Deux graves problèmes touchent surtout les papiers modernes : l'effritement des papiers (brittle papers) et leur hyperacidité. Pour le premier point, a été proposé un lavage à l'ammoniaque qui semble bien renforcer les fibres. Pour l'hyperacidité, elle pose un tel problème, les documents sont si nombreux que la voie est à tracer vers des traitements de masse, non nocifs, et peu coûteux. Deux procédés ont été présentés, celui gazeux de la « Library of Congress » et celui à partir de gaz liquéfié des Archives nationales canadiennes. Le procédé de la « Library of Congress » se pratique dans les chambres à gaz du « Space Programme Center » et peut traiter 5 000 livres à la fois... mais les dangers d'explosion sont si considérables que l'Administration américaine met un frein à son utilisation autrement qu'expérimentale, et la procédure doit être revue.

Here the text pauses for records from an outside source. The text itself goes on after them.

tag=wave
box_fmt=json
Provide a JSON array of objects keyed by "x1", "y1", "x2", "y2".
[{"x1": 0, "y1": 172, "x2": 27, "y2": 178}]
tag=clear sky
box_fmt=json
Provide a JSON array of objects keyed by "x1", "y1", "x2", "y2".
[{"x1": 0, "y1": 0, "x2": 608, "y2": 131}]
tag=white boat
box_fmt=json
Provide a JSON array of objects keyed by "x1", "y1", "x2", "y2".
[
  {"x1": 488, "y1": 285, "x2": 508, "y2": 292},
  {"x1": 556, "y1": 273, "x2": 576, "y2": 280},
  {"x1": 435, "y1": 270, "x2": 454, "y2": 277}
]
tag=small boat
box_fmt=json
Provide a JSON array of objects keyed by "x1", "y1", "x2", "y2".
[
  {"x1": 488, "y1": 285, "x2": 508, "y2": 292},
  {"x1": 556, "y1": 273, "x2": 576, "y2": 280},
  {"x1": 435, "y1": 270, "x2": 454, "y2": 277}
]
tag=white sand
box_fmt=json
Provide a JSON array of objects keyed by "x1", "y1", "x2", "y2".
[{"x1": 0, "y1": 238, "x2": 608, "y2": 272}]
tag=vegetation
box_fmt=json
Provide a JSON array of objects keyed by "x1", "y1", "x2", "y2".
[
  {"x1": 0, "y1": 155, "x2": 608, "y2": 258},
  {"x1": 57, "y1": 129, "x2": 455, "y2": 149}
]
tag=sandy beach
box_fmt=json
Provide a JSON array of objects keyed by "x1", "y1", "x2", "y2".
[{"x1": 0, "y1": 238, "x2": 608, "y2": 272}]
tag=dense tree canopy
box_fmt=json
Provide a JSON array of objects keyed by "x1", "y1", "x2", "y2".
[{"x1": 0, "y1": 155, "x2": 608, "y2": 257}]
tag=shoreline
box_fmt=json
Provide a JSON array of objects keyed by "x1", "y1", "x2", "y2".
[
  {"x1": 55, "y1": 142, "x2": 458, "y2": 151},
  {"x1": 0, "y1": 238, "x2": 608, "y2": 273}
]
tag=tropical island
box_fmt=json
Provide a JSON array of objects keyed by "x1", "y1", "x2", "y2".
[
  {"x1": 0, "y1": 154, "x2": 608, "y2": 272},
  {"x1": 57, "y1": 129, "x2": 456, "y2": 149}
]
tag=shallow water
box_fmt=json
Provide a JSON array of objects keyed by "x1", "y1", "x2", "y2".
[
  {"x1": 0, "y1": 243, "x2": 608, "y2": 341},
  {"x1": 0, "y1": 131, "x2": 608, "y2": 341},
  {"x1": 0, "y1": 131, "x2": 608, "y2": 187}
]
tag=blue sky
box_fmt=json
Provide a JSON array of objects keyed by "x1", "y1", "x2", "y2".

Les Archives du Canada ont au contraire mis au point un procédé utilisant de l' « alkoxide » de magnésium dissous dans un gaz liquéfié et qui est sans danger.

Comme on vient de le voir, cette conférence a été à 90 % technique. De l'avis unanime, il y eut peu de place pour la réflexion et l'éthique.

Enfin, il fut regretté que le mot conservation ait été compris dans un sens trop étroitement technique. Le premier sens étroit et technique requiert en effet la collaboration de savants, bibliothécaires et restaurateurs et il était dommage que seuls 10 bibliothécaires fussent là. Le deuxième sens plus large incluant toute mesure visant à protéger un patrimoine connu, toute une politique pour engranger et protéger le patrimoine en cours de constitution, suppose une tâche beaucoup plus active où les bibliothécaires ont la responsabilité entière d'établir une politique à l'échelon d'une bibliothèque, d'une région et d'un pays.